Abstract
Since liberation in 1994, the meaning of ‘South African’ has undergone change. Theoretical terms need to be developed in order to talk about culture and identity in the ‘new’ South Africa. There are rich traditions on which a South African cultural studies could draw, in the context of the Anglo-American domination of the field of cultural studies. However, the complexities of undertaking any kind of cultural studies in the context of the country's history, its inherited and ongoing structures, both material and conceptual, make clear the imperative to localize any theory. A South African cultural studies vocabulary has to forge something that is informed by the past even as it seeks to transcend it. Current attempts to develop a South African cultural vocabulary, such as the African Renaissance and the metaphor of the ‘rainbow nation’, are inadequate, especially in the context of the commodification of the hopes for ‘newness’ of the ‘new’ South Africa.
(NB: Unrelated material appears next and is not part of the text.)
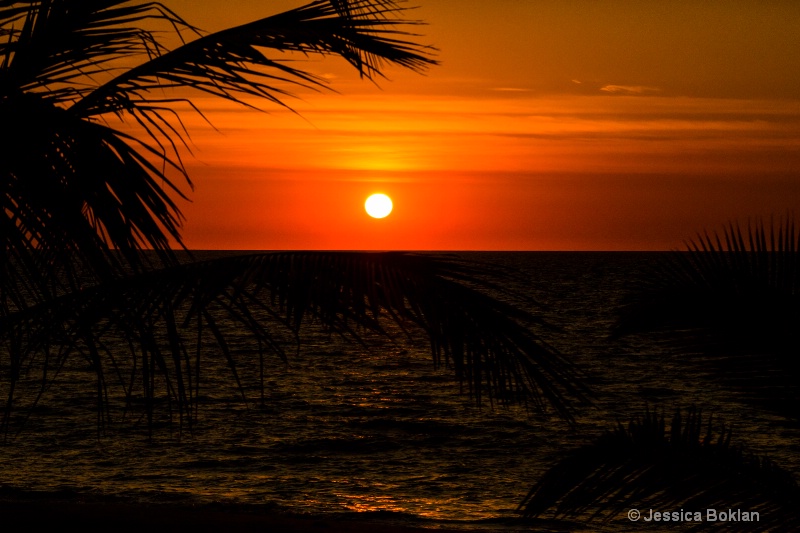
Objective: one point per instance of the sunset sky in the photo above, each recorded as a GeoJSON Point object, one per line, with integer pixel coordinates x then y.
{"type": "Point", "coordinates": [549, 125]}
A South African cultural studies vocabulary has to negotiate the difference which is the primary building block of the ‘new’ South Africa and the sameness which is being projected onto the identities under construction as South Africans renegotiate their relationships with Africa, and with each other in the context of ‘nation building’. Creolization and hybridity have both been used to describe aspects of South African identities, in ways which bespeak the importance of countering colonial and apartheid insistences on policing the borders of cultures.
Notes
1. This paper was first presented at the fourth Crossroads Cultural Studies Conference, Urbana-Champaign, June 2004. I am grateful to session participants for a stimulating discussion, particularly to Sean Jacobs for useful feedback on hybridity and creolization. Thanks are also due to Melissa Steyn, whose collaboration with me has informed this work (Distiller and Steyn Citation2004).
2. For an applied example of how this binary fractures in specifically South African circumstances see Blankenberg (Citation2000).
3. This important book came out just as the present article was going to press. Its arguments are therefore not reflected here.
4. Sean Jacobs objects to the academic nature of much of this theorizing (in his response to the original version of this paper at the Crossroads Conference), as well as to its imported nature. Travelling theory, he says, does not speak to the realities of power in South Africa (Jacobs 2002). As is clear from the contents of this paper, I do not agree, although I do think imported ideas need to be tested against and modified for local conditions.